Ray Criswell

No. 5, 13, 2
- Position: Punter

Personal information
- Born: August 16, 1963 (age 62) Lake City, Florida, U.S.
- Listed height: 6 ft 0 in (1.83 m)
- Listed weight: 192 lb (87 kg)

Career information
- High school: Orange Park (Orange Park, Florida)
- College: Florida
- NFL draft: 1986: 5th round, 121st overall pick

Career history
- Philadelphia Eagles (1986)*; Los Angeles Raiders (1987)*; Tampa Bay Buccaneers (1987, 1988); Chicago Bears (1989)*; Indianapolis Colts (1990)*; Orlando Thunder (1991–1992);
- * Offseason or practice squad member only

Awards and highlights
- First-team All-American (1985); Second-team All-SEC (1983);

Career NFL statistics
- Punts: 94
- Punt yards: 3,523
- Longest punt: 62
- Stats at Pro Football Reference

= Ray Criswell =

American football player (born 1963)

Ray Criswell (born August 16, 1963) is an American former professional football player who was a punter in the National Football League (NFL) and World League of American Football (WLAF).

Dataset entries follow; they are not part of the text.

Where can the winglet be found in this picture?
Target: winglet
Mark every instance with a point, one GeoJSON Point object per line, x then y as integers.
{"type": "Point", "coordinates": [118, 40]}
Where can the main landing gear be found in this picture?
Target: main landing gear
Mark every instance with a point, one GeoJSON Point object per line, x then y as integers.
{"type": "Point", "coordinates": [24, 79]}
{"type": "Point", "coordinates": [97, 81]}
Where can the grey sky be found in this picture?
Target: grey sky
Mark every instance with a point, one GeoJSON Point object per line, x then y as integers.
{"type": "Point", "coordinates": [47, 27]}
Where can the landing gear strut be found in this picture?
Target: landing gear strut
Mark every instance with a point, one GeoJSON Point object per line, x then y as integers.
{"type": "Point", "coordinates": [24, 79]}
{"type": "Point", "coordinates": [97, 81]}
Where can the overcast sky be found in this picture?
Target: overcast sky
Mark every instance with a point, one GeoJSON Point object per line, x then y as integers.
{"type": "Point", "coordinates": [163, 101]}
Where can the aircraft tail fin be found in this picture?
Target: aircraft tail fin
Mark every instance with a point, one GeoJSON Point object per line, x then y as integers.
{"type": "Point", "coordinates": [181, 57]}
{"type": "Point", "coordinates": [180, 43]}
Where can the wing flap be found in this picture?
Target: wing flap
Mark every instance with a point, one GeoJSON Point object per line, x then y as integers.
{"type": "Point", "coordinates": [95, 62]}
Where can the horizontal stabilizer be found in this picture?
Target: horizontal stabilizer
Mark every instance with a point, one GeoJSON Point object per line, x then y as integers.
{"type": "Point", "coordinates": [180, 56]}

Criswell was born in Lake City, Florida and played scholastically at Orange Park High School. He played collegiately at the University of Florida, where he was a first-team All-America selection as a senior.

Criswell was selected by the Philadelphia Eagles in the fifth round of the 1986 NFL draft with the 121st overall pick. He played for the Tampa Bay Buccaneers (NFL) from 1987 to 1988, and the Orlando Thunder (WLAF) from 1991 to 1992.